It would be nice to allow use of other databases.

I was saying that mainly because it would be so much easier to ship a self contained command line tool, instead of asking people to install PostgreSQL to use it. SQLite is present in many standalone apps for that very reason.

The Postgres requirement is because some columns use the ARRAY type

Got it, a possible alternative is to use the new JSON type in SQLite, you might be able to get something out of it.

A drawback of using SQLite and writing to the DB is that it doesn't play behave very well with lots of concurrency

What if by default you go back in time only a default amount? Usually people don't need all the statistics since the beginning of time.

That's a very good idea!

Got it, a possible alternative is to use the new JSON type in SQLite, you might be able to get something out of it.
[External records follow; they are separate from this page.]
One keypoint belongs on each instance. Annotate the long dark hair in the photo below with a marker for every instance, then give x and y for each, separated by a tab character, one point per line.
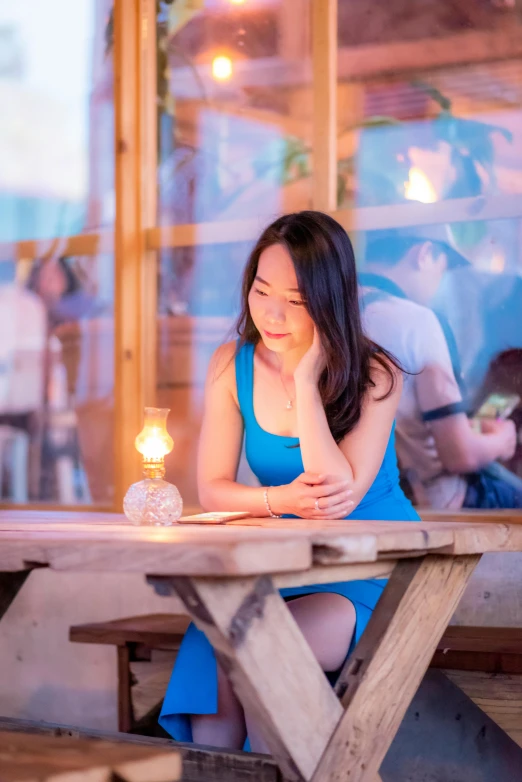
324	263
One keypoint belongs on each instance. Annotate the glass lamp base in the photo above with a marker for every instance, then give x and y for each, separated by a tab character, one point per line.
153	501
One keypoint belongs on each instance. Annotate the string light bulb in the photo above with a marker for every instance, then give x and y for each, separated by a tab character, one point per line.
222	68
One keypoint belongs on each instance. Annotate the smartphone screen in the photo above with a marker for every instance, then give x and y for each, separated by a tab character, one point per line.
498	406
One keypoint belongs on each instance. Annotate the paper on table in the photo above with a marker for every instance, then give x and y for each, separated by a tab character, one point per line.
217	517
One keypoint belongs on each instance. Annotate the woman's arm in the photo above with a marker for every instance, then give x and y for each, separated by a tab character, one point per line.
220	442
220	449
359	456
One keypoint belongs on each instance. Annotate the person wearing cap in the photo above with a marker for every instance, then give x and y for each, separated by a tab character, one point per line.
441	455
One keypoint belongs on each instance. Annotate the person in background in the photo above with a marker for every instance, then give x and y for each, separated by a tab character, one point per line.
442	455
63	293
316	401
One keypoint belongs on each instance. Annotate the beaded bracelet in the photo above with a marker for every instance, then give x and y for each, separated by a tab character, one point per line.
267	505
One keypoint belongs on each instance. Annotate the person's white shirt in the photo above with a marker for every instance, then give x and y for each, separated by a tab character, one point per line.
413	334
23	325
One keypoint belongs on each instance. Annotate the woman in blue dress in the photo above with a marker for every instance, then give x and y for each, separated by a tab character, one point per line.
315	400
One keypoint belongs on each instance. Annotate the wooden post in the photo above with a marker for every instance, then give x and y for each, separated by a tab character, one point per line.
255	638
324	61
381	677
135	165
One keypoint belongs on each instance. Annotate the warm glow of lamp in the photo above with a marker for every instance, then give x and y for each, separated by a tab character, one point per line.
222	68
419	188
153	500
154	442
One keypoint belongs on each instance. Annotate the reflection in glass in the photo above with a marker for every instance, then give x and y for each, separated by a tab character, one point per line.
56	181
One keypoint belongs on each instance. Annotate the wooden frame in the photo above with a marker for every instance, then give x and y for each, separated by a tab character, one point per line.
324	60
134	76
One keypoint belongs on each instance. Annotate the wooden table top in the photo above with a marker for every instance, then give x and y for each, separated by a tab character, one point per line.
25	758
108	542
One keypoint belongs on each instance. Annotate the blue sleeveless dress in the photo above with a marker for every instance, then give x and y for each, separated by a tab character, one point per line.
193	685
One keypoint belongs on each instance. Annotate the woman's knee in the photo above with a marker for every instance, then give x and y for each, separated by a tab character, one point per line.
327	622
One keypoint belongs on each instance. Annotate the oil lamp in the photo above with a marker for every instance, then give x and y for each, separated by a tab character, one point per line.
153	501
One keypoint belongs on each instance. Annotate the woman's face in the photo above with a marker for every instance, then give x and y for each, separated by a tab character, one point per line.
275	304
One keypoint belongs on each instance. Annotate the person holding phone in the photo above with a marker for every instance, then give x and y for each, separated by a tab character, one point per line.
315	400
443	454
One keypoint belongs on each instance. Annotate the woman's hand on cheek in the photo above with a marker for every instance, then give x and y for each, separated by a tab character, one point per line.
312	364
312	496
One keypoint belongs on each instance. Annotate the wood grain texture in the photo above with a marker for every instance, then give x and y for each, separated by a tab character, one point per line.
254	547
255	639
324	63
383	673
149	684
199	763
25	757
161	631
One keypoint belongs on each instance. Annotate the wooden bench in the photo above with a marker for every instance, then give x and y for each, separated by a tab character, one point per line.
25	757
137	639
486	663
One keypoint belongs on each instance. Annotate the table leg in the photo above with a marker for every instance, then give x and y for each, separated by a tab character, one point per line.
270	665
10	585
381	677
Thanks, a JSON array could work as an ARRAY replacement. I'll have a look.

 

Neat tool, Jaakko! Reminds me a lot of the book "Your Code as a Crime Scene" - we could definitely benefit from more tooling in this area!

By the way, I noticed your authors chart has a number of duplicate/near-duplicate entries (ex. "Anna Buianova" and "Anna Buyanova", "Arun Kumar" appears twice) - are you familiar with git's mailmap feature? It's really useful in situations like this for canonicalizing author names!

 

Oops, it seems I forgot to recommend having a mailmap file. :-) So thanks for mentioning it.

For statistics like this, I have always written a mailmap file and kept it up to date, since as you say, it's very useful to have canonical author names and to have git always use the same name. For this post, though, I picked the dev.to repository since it's code that is common to everyone here, but it doesn't have a mailmap file, and I didn't want to do too much polishing just for these sample graphs.